Spencer, naturellement, n’avait pas lu Kant, et il ne découvrit pas sans surprise par des articles de critique qu’il avait dit quelquefois la même chose que le philosophe allemand.

Lui aussi, il n’a voulu qu’expliquer pourquoi la science avait pu s’établir aussi solidement sur les ruines de la métaphysique. Car la loi de changement peut rendre compte, non seulement des choses, mais encore de la connaissance que nous avons des choses. Spencer a dressé contre la débilité historique de la science absolue la souveraineté toute nouvelle de la science relative.
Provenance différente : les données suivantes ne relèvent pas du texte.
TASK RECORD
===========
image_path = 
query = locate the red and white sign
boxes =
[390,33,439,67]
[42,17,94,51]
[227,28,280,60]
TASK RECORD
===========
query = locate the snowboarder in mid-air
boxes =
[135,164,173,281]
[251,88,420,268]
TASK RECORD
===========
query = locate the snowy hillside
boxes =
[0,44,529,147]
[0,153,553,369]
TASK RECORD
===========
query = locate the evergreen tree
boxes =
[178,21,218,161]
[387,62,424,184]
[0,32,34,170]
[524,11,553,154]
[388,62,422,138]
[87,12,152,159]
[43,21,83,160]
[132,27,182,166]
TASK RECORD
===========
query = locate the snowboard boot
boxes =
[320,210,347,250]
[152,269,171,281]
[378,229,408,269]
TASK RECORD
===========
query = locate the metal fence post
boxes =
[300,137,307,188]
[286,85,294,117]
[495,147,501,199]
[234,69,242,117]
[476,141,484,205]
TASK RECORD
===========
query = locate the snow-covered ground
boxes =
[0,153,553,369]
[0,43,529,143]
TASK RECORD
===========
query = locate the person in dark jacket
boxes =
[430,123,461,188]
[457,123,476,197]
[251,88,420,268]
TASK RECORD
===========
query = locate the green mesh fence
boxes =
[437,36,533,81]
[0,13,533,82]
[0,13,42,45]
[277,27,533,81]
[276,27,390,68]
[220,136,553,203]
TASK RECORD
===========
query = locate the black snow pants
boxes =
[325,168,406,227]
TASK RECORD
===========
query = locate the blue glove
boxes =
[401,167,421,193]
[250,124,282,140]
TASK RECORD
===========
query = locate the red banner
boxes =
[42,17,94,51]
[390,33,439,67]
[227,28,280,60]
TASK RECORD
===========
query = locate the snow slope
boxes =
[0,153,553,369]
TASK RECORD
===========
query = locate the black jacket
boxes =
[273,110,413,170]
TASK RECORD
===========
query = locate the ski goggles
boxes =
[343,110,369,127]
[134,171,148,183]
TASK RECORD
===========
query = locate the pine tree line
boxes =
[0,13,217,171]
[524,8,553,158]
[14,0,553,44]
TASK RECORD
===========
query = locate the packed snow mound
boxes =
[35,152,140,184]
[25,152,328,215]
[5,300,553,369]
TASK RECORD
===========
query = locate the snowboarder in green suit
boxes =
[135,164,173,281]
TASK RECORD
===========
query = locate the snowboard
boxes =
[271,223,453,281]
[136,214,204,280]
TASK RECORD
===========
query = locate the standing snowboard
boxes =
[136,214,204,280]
Au rebours de Kant, et pour aboutir au même résultat, il est parti, non pas de l’esprit, mais de la réalité elle-même, non de la pensée, mais de la vie ; il a trouvé les limites de la science, non pas dans les lois logiques de l’entendement, mais dans les caractères mêmes des phénomènes. Et ainsi, son système, tout en continuant de marquer l’influence kantienne par l’attitude prise à l’égard de la vérité humaine, représente pourtant le plus complet effort qui ait été fait pour constituer à la réflexion moderne son assise véritable, non plus sur la survivance dans l’Allemagne abstraite des formes scolastiques, mais sur l’usage dans l’Angleterre concrète des méthodes précises, sur la prise immédiate des choses.

Spencer empruntera donc ce qu’il appelle « les données de la philosophie » à la filiation empirique dont il est le dernier né. Notre connaissance de l’existence se réduit aux manifestations que nous en saisissons ; la science, au fond, est la conscience, puisque l’élément primitif et exclusif de toute représentation est le phénomène de la perception : les choses n’existent pour moi qu’autant qu’elles m’apparaissent, le monde est ce que je vois. Posons donc comme point de départ de toute philosophie ce fait fondamental qui est « le produit de la conscience élaborant des matériaux d’après les lois de son action normale. »

En d’autres termes, c’est la psychologie qui, comme science particulière, se trouve être chez Spencer la première condition d’une théorie générale de la connaissance : point de vue très nouveau et très précis, si l’on songe que toute philosophie critique a d’abord été inspirée par la logique, par l’analyse du raisonnement.